February 22, 2007
Executive Director's Column
The president’s budget request for NEA FY 2008 includes some new provisions of special interest to state arts agencies (SAAs). Chief of these is language that consolidates the Challenge America and American Masterpiece grant amounts within the Basic Plan and Underserved components of the Partnership Agreements. While the grant application narratives will still describe how each SAA carries out the purposes of the different NEA initiatives, the means and the resources SAAs employ will be determined by you in the context of your own state’s cultural policy goals. The great benefits of this change, as enumerated in the budget request, include:
- Greater flexibility for States in the use of federal resources;
- Increased ability for the States to direct their resources more strategically;
- Greater leverage for the States to engage their governors and state legislators in matching federal funds for the arts;
- Enhanced opportunities for the NEA and the States for collaborative planning and complementary grant-making; and
- Administrative efficiency for the NEA and the State Arts Agencies.
The request specifically notes that this proposal “has the support of the affected parties,” anticipating the first question members of Congress would have, and referring to the very valuable dialogue that takes place between the NEA and the state arts agencies through NASAA.
From a distance, one might imagine that such a basic step in streamlining the federal-state funding relationship would be a fairly simple procedure. In the bureaucratic reality, the close collaboration between numerous individuals was necessary. Your NASAA leadership, staff and legislative counsel; John Ostrout and Andi Mathis in the NEA State and Regional office; NEA Government Affairs Director Ann Guthrie Hingston, Deputy Chairman for Management & Budget Larry Baden, Deputy Chairman for Grants & Awards Tony Chauveaux and others participated, coming to a common understanding of the issues involved, agreeing on the best solution, and considering the possibility of unintended consequences. Of course, the support of NEA Senior Deputy Chairman Eileen Mason and Chairman Dana Gioia is critical, and communication with personnel in the Office of Management and Budget (OMB) must be effective. As always, NASAA will coordinate conversation between NASAA members and those members of the House and Senate appropriation committees most directly involved in the approval of NEA budget legislation.

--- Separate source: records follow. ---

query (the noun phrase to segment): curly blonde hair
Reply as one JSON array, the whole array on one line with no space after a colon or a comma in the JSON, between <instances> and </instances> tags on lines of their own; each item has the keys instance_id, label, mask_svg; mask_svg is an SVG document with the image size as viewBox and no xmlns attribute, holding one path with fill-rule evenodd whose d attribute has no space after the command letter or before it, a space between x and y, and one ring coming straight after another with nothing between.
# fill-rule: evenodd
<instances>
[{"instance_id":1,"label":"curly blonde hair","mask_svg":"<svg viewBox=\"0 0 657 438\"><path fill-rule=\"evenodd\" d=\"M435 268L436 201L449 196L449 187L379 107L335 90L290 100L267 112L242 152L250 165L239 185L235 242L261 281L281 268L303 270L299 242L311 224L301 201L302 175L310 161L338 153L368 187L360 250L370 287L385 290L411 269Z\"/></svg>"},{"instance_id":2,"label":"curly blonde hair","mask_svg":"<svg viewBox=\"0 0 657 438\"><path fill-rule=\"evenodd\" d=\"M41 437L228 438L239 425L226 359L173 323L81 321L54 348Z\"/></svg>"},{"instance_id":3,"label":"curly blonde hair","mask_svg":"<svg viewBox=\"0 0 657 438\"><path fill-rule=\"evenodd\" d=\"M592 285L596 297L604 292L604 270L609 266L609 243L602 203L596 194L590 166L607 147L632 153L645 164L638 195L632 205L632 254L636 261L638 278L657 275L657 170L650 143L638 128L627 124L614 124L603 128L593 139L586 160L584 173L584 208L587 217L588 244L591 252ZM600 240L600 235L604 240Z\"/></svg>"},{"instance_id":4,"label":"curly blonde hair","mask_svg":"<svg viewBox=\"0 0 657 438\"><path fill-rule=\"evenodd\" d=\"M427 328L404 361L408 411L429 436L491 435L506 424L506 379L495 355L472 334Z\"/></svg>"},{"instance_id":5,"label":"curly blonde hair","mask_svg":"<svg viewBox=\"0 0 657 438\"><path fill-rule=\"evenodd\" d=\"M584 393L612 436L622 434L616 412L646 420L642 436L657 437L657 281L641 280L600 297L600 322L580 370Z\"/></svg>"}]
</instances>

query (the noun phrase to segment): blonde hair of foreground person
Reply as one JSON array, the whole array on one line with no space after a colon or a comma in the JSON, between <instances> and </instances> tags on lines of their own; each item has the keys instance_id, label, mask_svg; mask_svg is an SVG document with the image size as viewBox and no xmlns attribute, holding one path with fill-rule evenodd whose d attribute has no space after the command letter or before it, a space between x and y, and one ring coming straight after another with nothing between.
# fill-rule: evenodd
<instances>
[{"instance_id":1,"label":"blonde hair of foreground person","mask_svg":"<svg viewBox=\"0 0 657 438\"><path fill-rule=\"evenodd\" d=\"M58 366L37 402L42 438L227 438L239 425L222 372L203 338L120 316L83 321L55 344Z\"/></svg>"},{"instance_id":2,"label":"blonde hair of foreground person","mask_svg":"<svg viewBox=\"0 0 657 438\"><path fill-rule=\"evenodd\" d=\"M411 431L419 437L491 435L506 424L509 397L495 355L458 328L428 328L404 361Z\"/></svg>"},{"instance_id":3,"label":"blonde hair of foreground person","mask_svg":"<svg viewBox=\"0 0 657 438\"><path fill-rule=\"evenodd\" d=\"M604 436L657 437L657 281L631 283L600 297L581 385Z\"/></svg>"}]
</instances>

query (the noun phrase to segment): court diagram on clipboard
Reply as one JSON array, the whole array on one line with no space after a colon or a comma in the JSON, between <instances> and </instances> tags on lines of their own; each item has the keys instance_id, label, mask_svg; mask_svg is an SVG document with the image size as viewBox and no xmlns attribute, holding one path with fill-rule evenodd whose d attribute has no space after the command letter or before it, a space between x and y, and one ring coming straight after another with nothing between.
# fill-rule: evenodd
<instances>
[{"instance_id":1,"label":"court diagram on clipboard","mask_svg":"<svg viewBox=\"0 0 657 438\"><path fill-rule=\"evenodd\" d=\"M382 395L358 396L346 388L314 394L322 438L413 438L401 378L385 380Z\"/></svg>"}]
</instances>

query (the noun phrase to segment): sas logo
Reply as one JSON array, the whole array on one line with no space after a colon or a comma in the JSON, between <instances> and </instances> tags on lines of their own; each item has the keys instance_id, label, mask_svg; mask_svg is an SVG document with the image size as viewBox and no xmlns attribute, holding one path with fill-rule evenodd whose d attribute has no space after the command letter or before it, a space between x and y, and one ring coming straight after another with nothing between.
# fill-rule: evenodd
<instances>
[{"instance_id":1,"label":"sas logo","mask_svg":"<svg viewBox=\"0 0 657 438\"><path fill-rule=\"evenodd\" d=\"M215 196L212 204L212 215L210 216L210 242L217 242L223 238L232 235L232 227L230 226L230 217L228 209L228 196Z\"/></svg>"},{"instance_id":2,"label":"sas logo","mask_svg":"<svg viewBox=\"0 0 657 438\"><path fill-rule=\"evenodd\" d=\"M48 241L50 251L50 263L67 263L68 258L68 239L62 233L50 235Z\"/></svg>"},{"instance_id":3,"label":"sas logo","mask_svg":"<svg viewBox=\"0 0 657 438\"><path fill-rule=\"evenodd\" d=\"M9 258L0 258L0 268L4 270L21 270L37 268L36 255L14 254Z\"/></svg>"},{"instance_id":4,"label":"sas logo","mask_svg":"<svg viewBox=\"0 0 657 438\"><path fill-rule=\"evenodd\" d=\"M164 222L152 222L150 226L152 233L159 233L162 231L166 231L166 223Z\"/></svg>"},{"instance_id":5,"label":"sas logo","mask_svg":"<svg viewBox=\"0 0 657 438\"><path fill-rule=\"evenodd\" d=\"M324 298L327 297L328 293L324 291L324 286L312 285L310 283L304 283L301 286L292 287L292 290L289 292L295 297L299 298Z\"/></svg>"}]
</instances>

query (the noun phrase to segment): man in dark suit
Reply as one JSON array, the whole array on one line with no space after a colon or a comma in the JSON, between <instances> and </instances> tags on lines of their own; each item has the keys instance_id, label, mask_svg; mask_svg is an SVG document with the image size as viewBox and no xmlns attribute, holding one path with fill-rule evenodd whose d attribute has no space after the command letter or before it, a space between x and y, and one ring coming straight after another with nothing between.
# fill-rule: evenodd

During the informative telephone conference calls John and Andi conducted the week of February 12, I hope that NASAA members noted the announcement that the NEA had approved the continuation of funding for the National Governors’ Association (NGA) to produce issue briefs focused on how the arts and cultural activities can be valuable resources in addressing the priority agenda items of chief state executives and their staffs. NASAA works closely with the NEA and NGA on this project. Next in line are an issue brief on the role of state government in advancing a state’s film industry and an in-depth report on the value of the arts in economic development.
The NEA-state arts agency relationship has always been complex and dynamic. The need for a united voice to express the range of state arts agency interests in that relationship was one of the primary forces motivating state arts agency leaders to create NASAA. With the growth and maturity of the state arts agency movement, collaborative policy development and the “grantor-grantor” relationship have become increasingly important partnership components. From this perspective, the current budget proposal reflects a balance of NEA and state arts agency policy interests capping a 40-year dialogue. If Congress considers the provisions of this budget request favorably, our joint efforts to build a stronger, more mutually supportive federal-state partnership can be one of the things we celebrate at NASAA’s 40th anniversary in Baltimore, MD, this December.